You can drive it away today! 9:00am

if you don't need it you came to the right place. It's another crack-of-brunch garage sale, this time run by Andy Hartman, who's been sharpening his suckerpunch skills on ebay. So bring along some "knicknacks and wisecracks" to peddle. Hell, it's the only party I know where you can make a buck - and if you're lucky bring home a curio from Bob's. Once again, the local papers are buzzing with talk of a "first garage sale in 30 years," so the crowd should be good. Some of you true fans are probably getting impatient, wondering when we're going to break out the bootlegs. Just in time, you hear TW's SXSW '99 show spilling over the transistors, plus rare interviews...and a morning matinee of Coffee & Cigarettes

shiver my timbers - i'm sailin' away 10:00am

I don't know if Tom read about those homeless guys who made a raft out of trash and sailed it from Brooklyn to Amsterdam without killing themselves - but I'm sure he would've liked the effort.

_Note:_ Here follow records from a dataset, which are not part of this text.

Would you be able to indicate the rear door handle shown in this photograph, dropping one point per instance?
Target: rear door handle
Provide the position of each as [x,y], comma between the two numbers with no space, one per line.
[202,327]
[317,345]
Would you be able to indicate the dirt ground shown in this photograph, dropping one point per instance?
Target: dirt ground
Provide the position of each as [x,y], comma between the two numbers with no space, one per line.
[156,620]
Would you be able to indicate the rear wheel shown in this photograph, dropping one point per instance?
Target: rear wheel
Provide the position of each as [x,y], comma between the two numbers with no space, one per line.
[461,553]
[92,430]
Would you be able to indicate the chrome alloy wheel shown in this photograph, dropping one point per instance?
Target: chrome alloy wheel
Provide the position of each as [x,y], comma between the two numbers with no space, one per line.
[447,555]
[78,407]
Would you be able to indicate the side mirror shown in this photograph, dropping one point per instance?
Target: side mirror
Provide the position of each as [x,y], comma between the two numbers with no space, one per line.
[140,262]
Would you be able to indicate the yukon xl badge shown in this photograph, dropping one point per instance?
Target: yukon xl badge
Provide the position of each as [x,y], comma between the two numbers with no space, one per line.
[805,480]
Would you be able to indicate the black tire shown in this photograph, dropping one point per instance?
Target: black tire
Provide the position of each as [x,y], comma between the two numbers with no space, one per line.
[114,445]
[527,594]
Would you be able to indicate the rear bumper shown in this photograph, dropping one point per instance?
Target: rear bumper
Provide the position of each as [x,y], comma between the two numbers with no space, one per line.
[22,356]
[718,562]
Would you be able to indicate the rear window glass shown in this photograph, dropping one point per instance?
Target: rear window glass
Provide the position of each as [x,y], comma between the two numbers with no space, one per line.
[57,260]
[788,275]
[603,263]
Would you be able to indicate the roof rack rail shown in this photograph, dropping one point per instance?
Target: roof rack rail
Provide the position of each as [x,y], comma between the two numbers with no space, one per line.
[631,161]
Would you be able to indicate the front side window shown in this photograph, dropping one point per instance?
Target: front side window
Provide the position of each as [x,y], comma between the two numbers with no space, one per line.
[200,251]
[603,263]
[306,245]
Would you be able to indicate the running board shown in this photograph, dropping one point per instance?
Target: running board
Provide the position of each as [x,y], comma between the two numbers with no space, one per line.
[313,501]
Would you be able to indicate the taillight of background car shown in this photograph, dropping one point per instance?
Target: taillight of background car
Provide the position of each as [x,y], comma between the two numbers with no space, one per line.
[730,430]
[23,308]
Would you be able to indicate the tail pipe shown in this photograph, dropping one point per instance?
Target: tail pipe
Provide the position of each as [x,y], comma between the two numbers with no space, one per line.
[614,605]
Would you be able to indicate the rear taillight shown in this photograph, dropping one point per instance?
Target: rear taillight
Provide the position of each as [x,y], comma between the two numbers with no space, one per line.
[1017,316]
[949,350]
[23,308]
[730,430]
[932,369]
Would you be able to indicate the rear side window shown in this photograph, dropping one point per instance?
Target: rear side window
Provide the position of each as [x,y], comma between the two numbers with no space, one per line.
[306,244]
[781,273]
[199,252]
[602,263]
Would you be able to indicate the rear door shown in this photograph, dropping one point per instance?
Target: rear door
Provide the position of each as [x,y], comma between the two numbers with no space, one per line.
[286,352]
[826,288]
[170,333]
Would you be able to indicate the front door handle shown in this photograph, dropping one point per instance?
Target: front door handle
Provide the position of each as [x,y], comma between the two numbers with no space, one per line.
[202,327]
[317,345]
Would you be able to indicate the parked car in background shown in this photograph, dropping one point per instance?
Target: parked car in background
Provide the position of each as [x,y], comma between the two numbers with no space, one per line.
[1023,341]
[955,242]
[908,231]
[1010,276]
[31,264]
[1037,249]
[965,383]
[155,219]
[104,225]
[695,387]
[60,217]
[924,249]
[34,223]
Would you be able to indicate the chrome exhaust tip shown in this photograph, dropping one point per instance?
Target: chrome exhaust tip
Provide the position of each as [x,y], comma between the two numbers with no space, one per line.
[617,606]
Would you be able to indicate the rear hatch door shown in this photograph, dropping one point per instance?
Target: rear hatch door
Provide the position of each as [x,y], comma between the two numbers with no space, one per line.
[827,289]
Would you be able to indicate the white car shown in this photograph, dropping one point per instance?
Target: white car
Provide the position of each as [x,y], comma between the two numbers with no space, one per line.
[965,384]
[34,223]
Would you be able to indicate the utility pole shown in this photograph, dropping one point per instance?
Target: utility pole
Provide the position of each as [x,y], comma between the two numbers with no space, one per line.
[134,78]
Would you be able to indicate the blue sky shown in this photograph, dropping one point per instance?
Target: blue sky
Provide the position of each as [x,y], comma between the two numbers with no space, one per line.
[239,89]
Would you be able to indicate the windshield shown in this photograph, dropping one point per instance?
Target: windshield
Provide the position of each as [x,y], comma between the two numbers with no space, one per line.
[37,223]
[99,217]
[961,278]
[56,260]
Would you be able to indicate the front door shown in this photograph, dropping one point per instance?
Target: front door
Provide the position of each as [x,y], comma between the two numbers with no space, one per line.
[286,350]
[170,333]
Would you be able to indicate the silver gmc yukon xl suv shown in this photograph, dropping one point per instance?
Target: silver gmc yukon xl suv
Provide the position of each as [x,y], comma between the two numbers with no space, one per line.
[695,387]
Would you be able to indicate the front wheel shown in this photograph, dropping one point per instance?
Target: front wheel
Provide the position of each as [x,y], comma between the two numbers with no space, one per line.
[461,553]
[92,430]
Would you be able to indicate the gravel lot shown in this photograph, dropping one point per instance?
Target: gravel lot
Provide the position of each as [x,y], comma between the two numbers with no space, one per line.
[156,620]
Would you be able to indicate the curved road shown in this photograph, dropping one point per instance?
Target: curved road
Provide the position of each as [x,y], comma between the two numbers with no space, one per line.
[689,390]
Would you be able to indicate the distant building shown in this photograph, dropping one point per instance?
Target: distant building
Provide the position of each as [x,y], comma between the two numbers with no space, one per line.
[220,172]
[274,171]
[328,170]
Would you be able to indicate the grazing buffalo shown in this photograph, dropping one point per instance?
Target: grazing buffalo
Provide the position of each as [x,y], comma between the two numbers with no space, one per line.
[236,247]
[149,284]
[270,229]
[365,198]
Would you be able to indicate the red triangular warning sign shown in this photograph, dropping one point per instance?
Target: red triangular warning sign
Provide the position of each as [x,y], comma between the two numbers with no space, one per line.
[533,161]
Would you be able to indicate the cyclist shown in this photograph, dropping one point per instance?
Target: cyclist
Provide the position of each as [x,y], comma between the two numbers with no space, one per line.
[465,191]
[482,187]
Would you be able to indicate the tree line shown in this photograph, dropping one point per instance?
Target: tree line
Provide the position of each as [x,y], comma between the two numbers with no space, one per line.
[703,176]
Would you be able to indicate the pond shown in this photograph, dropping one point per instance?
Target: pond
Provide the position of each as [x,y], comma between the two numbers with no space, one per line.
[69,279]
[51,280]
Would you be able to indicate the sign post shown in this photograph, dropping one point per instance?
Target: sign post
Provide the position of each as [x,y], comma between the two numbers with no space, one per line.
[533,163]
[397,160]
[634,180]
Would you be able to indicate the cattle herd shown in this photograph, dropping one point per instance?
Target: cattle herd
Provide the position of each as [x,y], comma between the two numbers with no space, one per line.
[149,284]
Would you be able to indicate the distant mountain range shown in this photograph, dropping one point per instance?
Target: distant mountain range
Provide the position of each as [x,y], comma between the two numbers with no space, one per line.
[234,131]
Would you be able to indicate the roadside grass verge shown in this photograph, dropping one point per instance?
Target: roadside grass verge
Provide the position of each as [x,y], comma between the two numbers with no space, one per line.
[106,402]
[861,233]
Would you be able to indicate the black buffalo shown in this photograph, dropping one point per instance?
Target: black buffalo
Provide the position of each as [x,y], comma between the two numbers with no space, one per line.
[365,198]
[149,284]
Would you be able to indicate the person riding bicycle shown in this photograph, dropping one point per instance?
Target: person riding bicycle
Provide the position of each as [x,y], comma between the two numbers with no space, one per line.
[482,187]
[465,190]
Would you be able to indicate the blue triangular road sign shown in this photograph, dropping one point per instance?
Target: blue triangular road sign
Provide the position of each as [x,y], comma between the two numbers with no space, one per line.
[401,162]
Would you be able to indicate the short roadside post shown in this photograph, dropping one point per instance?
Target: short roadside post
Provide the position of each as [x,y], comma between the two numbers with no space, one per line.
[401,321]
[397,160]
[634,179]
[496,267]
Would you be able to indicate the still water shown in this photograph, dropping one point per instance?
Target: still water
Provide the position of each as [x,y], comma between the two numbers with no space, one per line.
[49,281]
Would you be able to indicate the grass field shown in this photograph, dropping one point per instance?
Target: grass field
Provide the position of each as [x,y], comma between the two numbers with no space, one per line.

So in that spirit, join Mandy and Kevin (fresh from touring with the Melvins) for some trashbarge racing on the pond -- the romance of the sea plus beercan buoys. Build one before you come, or on the spur of the moment -- anything's legal in the "taking on water divison" -- just don't drink from the Dead Battery farm pond!

A Swig 'o Tom: It's the latest in Dana's series of educational TW compliations. If you've moved beyond the "beginning Tom," and consider Black Rider a good album for your parents, then you're ready for the hard stuff. Sure, it burns on the way down, but a couple listens'll give you a warm glow.

What else is new? 11:00am

Wandering the dial, you tune in something that sounds like a Prarie Home Companion taken over by street hustlers. It's the first and last "I Never Talk to Strangers" radio show, including interviews with long-lost 24hr friends, festivalgoers, and whoever else might call in. So step up, call up, or show up and share your hard luck stories and "nighthawk postcards" of '99 - as long as it's in the unconditional spirit of Tom Waits!

Meanwhile, time for Jen's arts-n-crafts: It's never too early to celebrate the mexican "El Dia de Los Muertos." Honor the dead, or just your own twisted past with mask making and block printing (potatoes and color inks). Or, use those feathers, glitter, and tractor parts to get a head start on a Martini Hour mask. TW9-FM talk line: (914) 266-3869.

TW: MEXICAN CARNIVAL -- "I remember when I was ten years old and I went to a Mexican carnival in San Vicente. I saw a woman with a tail, fourteen inches long, covered with hair. It was real. She let me squeeze it, and she smiled at me with a rotting grin. The accordion was ear-bleeding loud with yellow-teeth polkas, and I ate nothing but churros all night until the fair was just a smear of light. With sugar around my mouth, my head spinning and my ears ringing, we rode back to the ranch in a pickup truck loaded with thirty kids, pitch dark, everyone shouting in Spanish."